Alexander to face second investigation

procurator fiscal investigating donations
procurator fiscal investigating donations

Prosecutors have been asked to investigate Scottish Labour leader Wendy Alexander's failure to report around £10,000 in donations to her leadership campaign.

The Scottish parliamentary standards commissioner Jim Dyer has asked the procurator fiscal to investigate after deciding the donations were gifts to Ms Alexander as an MSP and should have been reported to Holyrood.

The procurator fiscal may in turn report the case to the police, with a criminal investigation making it highly unlikely Ms Alexander could continue to ignore calls for her resignation.

Ms Alexander, who is the sister of Brown ally and Cabinet member Douglas Alexander, has rejected calls for her to stand down, insisting the inquiries are a "distraction".


The Scottish Labour leader is already the subject of an Electoral Commission inquiry for accepting a £950 donation from Jersey-based Paul Green. As Mr Green is not on the electoral roll it is thought likely the commission will rule it was a non-permissible donation.

She now faces further questions over ten donations of between £950 and £999 which were not declared.

Ms Alexander claims her team sought advice on the money in November. She says that Mr Dyer's office told her that as she was not a signatory on the account she did not have to declare them.

Last week, however, the parliamentary standards commissioner appeared to change his mind and rule the funds had been gifts to Ms Alexander as an MSP and should have been declared.
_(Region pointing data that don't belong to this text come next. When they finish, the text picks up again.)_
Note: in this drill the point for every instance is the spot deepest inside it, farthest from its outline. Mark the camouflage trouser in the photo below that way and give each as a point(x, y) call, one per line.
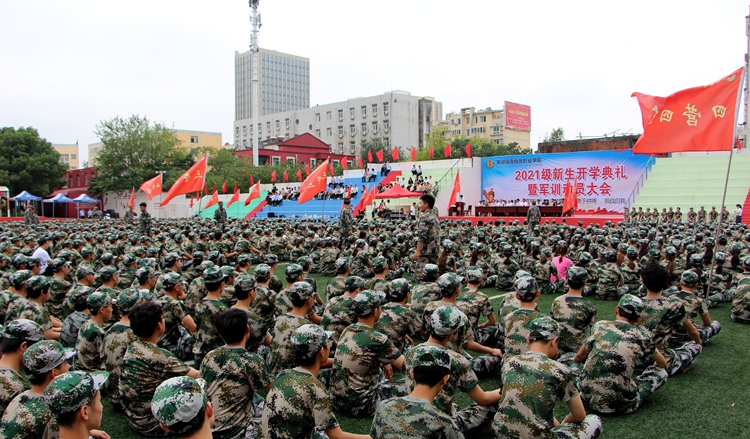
point(718, 298)
point(682, 357)
point(591, 427)
point(485, 366)
point(475, 419)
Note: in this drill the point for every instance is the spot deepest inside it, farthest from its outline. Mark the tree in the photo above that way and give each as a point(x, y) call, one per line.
point(557, 135)
point(135, 150)
point(29, 163)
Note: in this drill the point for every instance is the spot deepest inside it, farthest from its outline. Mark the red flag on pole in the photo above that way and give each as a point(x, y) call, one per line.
point(213, 200)
point(314, 184)
point(131, 203)
point(236, 197)
point(152, 187)
point(694, 119)
point(191, 181)
point(254, 193)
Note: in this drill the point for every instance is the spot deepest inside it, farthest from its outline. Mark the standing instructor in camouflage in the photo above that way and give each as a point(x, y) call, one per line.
point(428, 234)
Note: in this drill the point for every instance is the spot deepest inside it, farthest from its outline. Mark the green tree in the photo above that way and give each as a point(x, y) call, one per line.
point(29, 163)
point(556, 135)
point(135, 150)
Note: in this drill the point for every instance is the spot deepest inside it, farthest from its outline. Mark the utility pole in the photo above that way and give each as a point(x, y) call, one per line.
point(255, 95)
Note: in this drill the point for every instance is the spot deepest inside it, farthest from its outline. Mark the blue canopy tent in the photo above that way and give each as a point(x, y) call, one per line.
point(59, 198)
point(23, 196)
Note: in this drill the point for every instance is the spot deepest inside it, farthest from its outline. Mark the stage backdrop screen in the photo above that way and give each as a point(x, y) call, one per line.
point(603, 179)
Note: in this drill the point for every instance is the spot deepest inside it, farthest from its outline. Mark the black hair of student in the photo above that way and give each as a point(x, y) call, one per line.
point(144, 317)
point(430, 375)
point(654, 276)
point(231, 325)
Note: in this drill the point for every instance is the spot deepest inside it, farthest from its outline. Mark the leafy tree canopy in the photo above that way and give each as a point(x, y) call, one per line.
point(29, 163)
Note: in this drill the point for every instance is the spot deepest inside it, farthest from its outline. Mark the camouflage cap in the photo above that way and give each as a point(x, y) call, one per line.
point(526, 287)
point(98, 299)
point(576, 273)
point(70, 391)
point(143, 274)
point(630, 306)
point(245, 282)
point(689, 278)
point(127, 299)
point(368, 301)
point(343, 264)
point(447, 319)
point(23, 329)
point(433, 356)
point(37, 283)
point(45, 355)
point(293, 271)
point(213, 274)
point(107, 272)
point(19, 278)
point(474, 275)
point(354, 282)
point(58, 264)
point(543, 328)
point(308, 340)
point(179, 403)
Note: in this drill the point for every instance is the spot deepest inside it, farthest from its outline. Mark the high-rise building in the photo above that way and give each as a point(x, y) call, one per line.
point(284, 83)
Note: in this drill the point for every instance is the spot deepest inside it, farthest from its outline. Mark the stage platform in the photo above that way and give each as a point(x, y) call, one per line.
point(586, 218)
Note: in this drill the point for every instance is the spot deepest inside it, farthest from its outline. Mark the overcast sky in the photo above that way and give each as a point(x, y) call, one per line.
point(66, 65)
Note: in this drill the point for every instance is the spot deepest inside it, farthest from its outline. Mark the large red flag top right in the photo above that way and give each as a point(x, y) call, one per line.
point(694, 119)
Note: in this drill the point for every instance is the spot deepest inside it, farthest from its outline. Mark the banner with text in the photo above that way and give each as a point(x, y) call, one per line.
point(603, 179)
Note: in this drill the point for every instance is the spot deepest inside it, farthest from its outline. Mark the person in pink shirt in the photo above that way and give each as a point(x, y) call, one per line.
point(562, 262)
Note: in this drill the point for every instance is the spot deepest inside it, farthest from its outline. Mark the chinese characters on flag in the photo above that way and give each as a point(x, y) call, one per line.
point(695, 119)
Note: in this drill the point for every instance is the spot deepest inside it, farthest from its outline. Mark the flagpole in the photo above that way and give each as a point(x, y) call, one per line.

Ms Alexander's campaign team reportedly started cashing the cheques on August 31st and did not seek guidance until November 8th. She has not explained the time delay.

Speaking to BBC Scotland's Politics Show she said: "The issue is whether leadership election campaign contributions are gifts and that is the point that the procurator fiscal will have to decide.

"In every other leadership campaign, they've never been construed as gifts."

Ms Alexander continued: "I think it's wholly inappropriate that if you follow the advice of the parliamentary authorities, that should be used to call for your resignation."

She is said to have the support of Labour MSPs, as well as the Labour leadership in Westminster.

Michael McMahon, Labour's chief whip at Holyrood, told the Times: "Surely, the question is why she was given the wrong advice in the first place. We need to get her through this and we will emerge stronger."

But Scottish finance secretary John Swinney doubted her future.

He told the Politics Show: "Quite clearly, Wendy Alexander is in a very, very weak position as a result of the battering that she's been taking on this particular question for many weeks.

"If the parliamentary standards commissioner has felt it necessary to report Wendy Alexander to the procurator fiscal, then the Electoral Commission has absolutely no alternative."